Model AN and Midbrain responses to four vowels ( /i/, /e/, /æ/, and /u/, from top to bottom), spoken by 8 speakers in the Hillenbrand et al. (1995). All vowels were scaled to 70 dB SPL. The left column shows population average discharge rate profiles for model AN responses, and the right column shows band-suppressed (BS) model midbrain responses. Each midbrain model had a BMF that was matched to the average f0 of each speaker across the vowels in the Hillenbrand et al. (1995) database.

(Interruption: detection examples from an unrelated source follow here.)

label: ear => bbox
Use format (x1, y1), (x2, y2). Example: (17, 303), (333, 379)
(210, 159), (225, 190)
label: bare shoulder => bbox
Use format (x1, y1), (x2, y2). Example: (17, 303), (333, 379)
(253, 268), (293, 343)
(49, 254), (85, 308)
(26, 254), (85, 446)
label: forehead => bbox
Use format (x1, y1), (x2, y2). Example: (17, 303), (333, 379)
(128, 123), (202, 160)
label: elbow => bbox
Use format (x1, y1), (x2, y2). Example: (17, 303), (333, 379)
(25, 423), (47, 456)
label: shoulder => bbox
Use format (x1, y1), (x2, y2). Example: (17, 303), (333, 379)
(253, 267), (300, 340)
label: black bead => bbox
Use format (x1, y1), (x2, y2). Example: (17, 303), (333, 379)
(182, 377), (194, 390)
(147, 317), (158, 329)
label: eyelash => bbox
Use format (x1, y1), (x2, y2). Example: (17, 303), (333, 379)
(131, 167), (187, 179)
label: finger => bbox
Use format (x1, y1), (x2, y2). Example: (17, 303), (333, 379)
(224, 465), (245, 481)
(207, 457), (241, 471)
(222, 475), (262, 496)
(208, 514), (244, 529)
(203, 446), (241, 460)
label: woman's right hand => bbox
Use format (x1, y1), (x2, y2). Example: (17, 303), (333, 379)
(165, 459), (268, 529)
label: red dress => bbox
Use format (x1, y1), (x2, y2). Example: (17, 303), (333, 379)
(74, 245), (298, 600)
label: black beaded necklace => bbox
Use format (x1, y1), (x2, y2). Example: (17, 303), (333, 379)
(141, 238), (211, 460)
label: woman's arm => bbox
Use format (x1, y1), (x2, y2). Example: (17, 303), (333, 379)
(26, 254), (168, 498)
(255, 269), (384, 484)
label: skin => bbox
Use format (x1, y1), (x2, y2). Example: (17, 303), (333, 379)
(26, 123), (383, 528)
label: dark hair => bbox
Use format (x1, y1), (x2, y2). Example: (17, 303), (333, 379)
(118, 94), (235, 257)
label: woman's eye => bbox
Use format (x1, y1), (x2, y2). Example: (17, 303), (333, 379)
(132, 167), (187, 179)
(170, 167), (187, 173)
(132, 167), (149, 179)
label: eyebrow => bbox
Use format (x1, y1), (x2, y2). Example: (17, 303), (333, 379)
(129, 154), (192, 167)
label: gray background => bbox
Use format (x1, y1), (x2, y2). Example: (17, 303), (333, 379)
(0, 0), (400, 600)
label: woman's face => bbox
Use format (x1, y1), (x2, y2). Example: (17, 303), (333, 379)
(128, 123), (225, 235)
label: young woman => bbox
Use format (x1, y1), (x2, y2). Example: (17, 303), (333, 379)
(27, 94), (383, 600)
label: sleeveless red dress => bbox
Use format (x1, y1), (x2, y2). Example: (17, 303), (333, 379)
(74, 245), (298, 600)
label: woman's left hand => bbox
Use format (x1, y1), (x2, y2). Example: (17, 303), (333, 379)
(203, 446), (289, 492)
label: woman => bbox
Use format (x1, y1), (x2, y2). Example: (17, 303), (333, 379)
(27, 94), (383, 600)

Averages rate responses across the eight speakers are shown as thick black lines in each panel.

Figure 7.

Model AN and midbrain band-suppressed rate profiles for vowels at +5 dB SNR, in a background of LTASS noise. (Vowels were presented at 70 dB SPL, and the added LTASS noise was at 65 dB SPL). Note that at this moderate noise level, the AN responses are largely saturated, but the model midbrain response profiles (bold black lines in the right hand-column) still have peaks at many of the formant frequencies.

Figure 8.

Model response profiles for vowels in quiet (A, B) and in +5 dB SNR added noise (C, D). Model AN (A, C) and band-suppressed midbrain (B, D) profiles for the four vowels in Figs. 6 and 7, averaged across the eight speakers.